# Construct Dataset from API request - Tourpedia Dataset

In [0]:
import pandas as pd
import numpy as np
import requests
import json

In [0]:
class CONSTRUCT_DATASETS(object):
  
  #Constructor 
  def __init__(self, city):
    self.city = city
    self.places_url = 'http://tour-pedia.org/api/getPlaces?location={}&category=poi'.format(city)
    self.places_filename = 'tourpedia_{}_poi.csv'.format(city)
    self.reviews_filename = 'tourpedia_{}_reviews.csv'.format(city)
    self.places_df = pd.DataFrame()
    self.reviews_df = pd.DataFrame()
  
  """
    Function to execute an API request and return the response as a dataframe
    url - API request URL
    success - API request status
    df - the JSON response as a pandas dataframe
  """
  def get_api_response(self, url):
    # Get the API response
    response = requests.get(url)
    # Check if the API request was successful
    if(response.status_code != 200):
      success = False
      df = pd.DataFrame()
    else:
      success = True
      data = response.text
      # Load the response as json data
      json_data = json.loads(data)
      # Convert the json list to a pandas dataframe
      df = pd.DataFrame(json_data)
    return success, df
  
  """
    Function to construct list of places dataset for the city
  """
  def construct_places_dataset(self):
    success, self.places_df = get_api_response(self.places_url)
    if(success == False or self.places_df.empty == True):
      print('No Dataset for {} exists!'.format(self.place))
    else:
      # Let us clean the dataset
      # We want to select only relevant columns: id, name, originalId, details, reviews
      self.places_df = self.places_df[['id','originalId', 'name', 'details', 'reviews']]
      # Few rows have misaligned values
      # We want to select the rows that only have unique numeric value for the place id
      self.places_df = self.places_df[self.places_df['id'].astype(str).str.isdigit()]
      # Drop the rows that contain null/nan values
      self.places_df = self.places_df.dropna()
      # Save the Places dataframe to csv file
      self.places_df.to_csv(self.places_filename, index = None, header=True)
  
  """
    Function to construct reviews dataset for all the places of the city
  """
  def construct_reviews_dataset(self):
    # Iterate through each row and get the reviews of that place
    for i in self.places_df.index:
      success, temp_reviews_df = self.get_api_response(self.places_df.get_value(i,'reviews'))
      # Only if API call is success & not empty construct reviews dataframe for that place
      if(success == True and temp_reviews_df.empty == False):
        temp_reviews_df = temp_reviews_df[['language', 'text', 'time']]
        temp_reviews_df['id'] = self.places_df.get_value(i,'id')
        temp_reviews_df['originalId'] = self.places_df.get_value(i,'originalId')
        temp_reviews_df['details'] = self.places_df.get_value(i,'details')
        # Construct a reviews dataframe of all the places
        self.reviews_df = pd.concat([self.reviews_df,temp_reviews_df])
    # Check if reviews dataframe is empty
    if(self.reviews_df.empty == True):
      print('No Reviews dataset for {}!'.format(self.place))
    else:
      # Save the Reviews dataframe to reviews_london_poi.csv file
      self.reviews_df.to_csv(self.reviews_filename, index = None, header=True)

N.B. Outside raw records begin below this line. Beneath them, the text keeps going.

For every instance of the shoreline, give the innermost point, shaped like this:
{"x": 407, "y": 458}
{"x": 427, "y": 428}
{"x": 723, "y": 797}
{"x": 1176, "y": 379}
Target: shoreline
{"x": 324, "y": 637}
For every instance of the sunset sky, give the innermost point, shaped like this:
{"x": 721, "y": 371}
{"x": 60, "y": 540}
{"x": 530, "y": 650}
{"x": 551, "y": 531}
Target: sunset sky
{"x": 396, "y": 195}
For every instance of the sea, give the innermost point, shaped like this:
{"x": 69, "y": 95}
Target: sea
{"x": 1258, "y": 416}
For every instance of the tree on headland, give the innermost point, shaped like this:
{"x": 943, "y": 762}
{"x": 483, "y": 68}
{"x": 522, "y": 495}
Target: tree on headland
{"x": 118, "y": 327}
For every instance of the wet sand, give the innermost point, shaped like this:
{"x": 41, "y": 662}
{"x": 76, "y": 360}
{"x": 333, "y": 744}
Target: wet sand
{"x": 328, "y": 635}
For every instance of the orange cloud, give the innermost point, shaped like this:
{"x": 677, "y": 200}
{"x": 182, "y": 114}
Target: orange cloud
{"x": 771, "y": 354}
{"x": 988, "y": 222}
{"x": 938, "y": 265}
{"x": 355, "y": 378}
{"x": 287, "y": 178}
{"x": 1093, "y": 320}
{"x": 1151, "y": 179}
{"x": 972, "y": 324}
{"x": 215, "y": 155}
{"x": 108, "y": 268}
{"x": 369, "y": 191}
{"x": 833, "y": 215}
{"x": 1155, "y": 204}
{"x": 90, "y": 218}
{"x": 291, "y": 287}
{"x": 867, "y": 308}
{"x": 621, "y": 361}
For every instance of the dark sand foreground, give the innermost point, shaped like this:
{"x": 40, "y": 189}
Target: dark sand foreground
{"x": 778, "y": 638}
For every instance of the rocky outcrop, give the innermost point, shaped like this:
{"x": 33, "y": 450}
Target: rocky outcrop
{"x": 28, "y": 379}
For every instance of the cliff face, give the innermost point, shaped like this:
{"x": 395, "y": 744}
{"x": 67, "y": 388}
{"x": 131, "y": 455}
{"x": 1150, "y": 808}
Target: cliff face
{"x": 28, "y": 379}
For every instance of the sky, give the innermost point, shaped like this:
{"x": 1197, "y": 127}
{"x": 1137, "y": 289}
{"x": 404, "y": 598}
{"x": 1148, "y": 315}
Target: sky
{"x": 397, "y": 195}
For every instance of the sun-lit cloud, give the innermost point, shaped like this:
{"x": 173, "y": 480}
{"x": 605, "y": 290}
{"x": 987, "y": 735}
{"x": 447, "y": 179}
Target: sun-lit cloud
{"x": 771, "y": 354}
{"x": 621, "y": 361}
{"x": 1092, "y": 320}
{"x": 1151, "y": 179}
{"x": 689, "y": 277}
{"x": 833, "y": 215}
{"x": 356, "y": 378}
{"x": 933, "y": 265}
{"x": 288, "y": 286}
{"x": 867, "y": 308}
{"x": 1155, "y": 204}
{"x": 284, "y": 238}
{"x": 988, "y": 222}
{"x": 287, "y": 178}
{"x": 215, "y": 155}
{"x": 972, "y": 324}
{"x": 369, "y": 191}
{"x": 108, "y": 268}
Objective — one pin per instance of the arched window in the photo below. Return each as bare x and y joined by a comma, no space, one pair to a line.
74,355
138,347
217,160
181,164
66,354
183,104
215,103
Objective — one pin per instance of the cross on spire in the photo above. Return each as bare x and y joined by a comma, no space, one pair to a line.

## Construct places dataset for London as ''tourpedia_London_poi.csv" using the class CONSTRUCT_DATASETS

In [0]:
construct_datasets = CONSTRUCT_DATASETS('London')
construct_datasets.construct_places_dataset()

### Open and explore "tourpedia_London_poi.csv" dataset

In [79]:
df = pd.read_csv('tourpedia_London.csv') 
df.keys()
df.head()
df.shape

(2547, 5)

In [80]:
construct_datasets.places_df.shape

(2547, 5)

#### Check if the places data is clean!

In [86]:
print('Are there any null values in my dataset now?', df.isnull().values.any())
print('Does id column contain only unique values?', df['id'].is_unique)
print('Does originalId column contain only unique values?', df['originalId'].is_unique)

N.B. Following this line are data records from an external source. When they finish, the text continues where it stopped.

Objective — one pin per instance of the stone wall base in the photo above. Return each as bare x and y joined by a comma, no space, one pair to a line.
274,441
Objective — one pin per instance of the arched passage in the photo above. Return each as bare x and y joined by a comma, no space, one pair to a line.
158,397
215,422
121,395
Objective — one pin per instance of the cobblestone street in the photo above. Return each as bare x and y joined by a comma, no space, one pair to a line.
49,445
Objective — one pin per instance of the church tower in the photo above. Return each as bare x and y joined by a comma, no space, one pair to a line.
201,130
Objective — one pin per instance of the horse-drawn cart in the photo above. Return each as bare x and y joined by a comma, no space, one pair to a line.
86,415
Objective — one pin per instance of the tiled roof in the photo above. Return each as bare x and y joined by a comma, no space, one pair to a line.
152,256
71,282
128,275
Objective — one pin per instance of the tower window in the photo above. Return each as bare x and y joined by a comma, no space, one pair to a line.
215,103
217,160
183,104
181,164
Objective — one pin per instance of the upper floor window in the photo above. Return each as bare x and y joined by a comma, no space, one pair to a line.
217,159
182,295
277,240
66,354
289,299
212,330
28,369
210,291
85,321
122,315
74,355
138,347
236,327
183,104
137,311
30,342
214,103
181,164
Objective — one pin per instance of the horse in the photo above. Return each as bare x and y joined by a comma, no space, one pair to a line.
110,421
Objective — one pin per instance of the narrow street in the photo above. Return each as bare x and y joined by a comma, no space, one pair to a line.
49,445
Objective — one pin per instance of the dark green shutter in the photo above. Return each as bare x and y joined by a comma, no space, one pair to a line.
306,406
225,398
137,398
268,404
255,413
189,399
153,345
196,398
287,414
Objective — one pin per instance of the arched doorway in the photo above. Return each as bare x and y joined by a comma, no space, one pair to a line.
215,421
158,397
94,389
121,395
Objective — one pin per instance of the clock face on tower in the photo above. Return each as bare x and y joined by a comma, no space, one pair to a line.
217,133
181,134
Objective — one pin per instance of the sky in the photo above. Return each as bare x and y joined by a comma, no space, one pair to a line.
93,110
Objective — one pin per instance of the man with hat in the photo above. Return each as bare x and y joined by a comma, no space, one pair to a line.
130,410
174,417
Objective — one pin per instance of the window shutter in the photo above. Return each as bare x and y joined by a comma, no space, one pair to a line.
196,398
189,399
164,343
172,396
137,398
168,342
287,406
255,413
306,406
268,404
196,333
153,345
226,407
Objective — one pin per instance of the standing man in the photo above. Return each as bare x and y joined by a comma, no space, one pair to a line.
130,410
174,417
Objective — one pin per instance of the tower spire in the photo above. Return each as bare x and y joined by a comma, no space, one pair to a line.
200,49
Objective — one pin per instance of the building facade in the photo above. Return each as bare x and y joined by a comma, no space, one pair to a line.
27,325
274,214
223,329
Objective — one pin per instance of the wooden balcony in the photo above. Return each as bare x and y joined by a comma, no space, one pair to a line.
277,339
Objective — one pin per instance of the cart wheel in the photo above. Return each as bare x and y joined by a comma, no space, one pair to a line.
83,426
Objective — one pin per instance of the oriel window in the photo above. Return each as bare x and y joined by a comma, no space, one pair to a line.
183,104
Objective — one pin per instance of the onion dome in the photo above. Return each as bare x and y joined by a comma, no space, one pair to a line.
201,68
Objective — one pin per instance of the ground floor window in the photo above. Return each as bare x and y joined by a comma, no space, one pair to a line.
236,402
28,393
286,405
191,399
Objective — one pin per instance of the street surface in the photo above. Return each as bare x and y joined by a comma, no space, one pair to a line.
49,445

Are there any null values in my dataset now? False
Does id column contain only unique values? True
Does originalId column contain only unique values? True


## Construct reviews dataset for London as "tourpedia_London_reviews.csv"

In [81]:
construct_datasets.construct_reviews_dataset()

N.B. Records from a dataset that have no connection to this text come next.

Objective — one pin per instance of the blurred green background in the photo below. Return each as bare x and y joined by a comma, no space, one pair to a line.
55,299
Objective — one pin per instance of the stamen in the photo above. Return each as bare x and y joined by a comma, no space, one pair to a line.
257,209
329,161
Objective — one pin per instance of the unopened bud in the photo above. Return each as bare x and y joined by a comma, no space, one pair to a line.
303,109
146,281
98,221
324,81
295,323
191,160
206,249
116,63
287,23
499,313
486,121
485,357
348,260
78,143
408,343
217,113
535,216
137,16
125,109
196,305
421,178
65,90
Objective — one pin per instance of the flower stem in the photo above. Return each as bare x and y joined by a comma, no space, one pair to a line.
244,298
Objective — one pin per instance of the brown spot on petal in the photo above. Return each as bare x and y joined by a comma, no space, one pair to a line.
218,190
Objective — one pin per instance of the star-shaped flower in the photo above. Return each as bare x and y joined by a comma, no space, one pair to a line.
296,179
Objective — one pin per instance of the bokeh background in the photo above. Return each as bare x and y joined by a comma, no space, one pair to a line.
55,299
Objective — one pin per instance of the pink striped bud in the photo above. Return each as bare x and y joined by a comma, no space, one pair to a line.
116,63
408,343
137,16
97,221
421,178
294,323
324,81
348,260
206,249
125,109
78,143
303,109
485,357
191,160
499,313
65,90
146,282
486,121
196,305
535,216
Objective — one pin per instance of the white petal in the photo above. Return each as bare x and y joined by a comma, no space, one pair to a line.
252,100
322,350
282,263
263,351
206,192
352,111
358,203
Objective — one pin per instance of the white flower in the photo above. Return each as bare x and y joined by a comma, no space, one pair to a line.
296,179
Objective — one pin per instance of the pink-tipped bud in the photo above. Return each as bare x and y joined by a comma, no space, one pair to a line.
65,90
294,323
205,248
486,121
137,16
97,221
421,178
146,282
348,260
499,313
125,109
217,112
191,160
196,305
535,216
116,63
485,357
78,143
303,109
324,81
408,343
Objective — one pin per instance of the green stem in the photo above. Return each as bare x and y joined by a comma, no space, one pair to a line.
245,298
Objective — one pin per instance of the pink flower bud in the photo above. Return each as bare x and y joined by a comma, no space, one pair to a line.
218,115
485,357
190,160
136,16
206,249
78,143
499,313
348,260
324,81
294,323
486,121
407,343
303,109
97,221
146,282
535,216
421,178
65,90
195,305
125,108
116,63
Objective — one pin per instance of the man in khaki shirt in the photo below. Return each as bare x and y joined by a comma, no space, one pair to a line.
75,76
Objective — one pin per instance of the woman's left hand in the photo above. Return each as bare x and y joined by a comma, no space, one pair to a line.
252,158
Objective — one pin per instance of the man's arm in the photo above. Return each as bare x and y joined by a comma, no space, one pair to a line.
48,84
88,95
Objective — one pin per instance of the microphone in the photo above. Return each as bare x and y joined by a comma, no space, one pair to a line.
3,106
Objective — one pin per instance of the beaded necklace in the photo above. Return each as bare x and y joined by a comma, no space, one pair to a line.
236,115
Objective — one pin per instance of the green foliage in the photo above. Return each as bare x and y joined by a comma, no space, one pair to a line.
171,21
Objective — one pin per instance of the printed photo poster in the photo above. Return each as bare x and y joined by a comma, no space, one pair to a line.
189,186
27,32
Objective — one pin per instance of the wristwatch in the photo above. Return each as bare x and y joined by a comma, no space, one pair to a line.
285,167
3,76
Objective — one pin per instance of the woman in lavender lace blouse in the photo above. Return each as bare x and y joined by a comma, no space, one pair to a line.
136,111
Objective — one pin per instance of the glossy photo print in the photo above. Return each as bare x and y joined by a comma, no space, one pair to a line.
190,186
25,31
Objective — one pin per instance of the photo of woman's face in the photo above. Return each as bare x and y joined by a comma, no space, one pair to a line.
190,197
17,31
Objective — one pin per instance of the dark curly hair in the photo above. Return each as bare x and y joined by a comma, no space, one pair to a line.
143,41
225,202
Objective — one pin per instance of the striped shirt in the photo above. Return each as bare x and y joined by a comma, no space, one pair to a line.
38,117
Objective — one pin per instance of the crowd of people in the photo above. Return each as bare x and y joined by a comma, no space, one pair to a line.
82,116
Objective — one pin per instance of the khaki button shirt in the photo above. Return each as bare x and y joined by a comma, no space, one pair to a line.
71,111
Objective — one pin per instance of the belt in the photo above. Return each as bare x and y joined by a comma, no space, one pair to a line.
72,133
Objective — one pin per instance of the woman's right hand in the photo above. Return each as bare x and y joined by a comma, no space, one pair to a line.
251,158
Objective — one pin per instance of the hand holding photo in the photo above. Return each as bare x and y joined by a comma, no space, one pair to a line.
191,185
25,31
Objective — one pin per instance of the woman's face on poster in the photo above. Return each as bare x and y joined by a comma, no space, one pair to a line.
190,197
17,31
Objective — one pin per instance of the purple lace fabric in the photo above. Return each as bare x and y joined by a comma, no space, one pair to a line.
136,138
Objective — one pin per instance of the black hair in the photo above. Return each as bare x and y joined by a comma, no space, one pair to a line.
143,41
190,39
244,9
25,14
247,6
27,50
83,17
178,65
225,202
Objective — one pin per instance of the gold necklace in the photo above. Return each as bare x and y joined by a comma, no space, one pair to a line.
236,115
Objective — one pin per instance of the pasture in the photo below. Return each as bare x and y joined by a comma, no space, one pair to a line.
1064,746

### Let us explore the reviews dataset

In [83]:
df_rev = pd.read_csv('tourpedia_London_reviews.csv')
df_rev.keys()

Index(['language', 'text', 'time', 'id', 'originalId', 'details'], dtype='object')

In [84]:
df_rev.shape

(10934, 6)

In [75]:
# Get all the available language codes for the reviews
df_rev['language'].unique()

array(['en', 'ca', 'nl', 'es', 'ja', 'it', 'pt', 'ru', 'af', 'ar', 'ro',
       'fr', 'no', 'ko', 'da', 'lt', 'lv', 'de', 'tr', 'pl', 'vi', 'hr',
       'et', 'eu', 'id', 'so', 'fa', 'False', 'tl', 'bg', 'sv', 'sq',
       'sw', 'cs', 'fi', 'sl', 'hu', 'th', 'zh-cn', 'sk', 'el'],
      dtype=object)

In [94]:
df_rev[df_rev['language'] == 'ja'].shape

(11, 6)

In [95]:
df_rev[df_rev['language'] == 'en'].shape

(10127, 6)

In [99]:
df_sk = df_rev[df_rev['language'] == 'ca'].head()
df_sk['text']

3               Its a pub / restaurant
467                     Urgh... Excel.
707                          EUSTON!!!
2364    AVOID TERMINAL 4 at all costs.
2855                       Great café!
Name: text, dtype: object

In [91]:
import nltk
nltk.download('wordnet')

[nltk_data] Downloading package wordnet to /root/nltk_data...
[nltk_data]   Unzipping corpora/wordnet.zip.


True

In [93]:
from nltk.corpus import wordnet 
if not wordnet.synsets('Hi hello deepi!'):
  print('not english')
else:
  print('english')

not english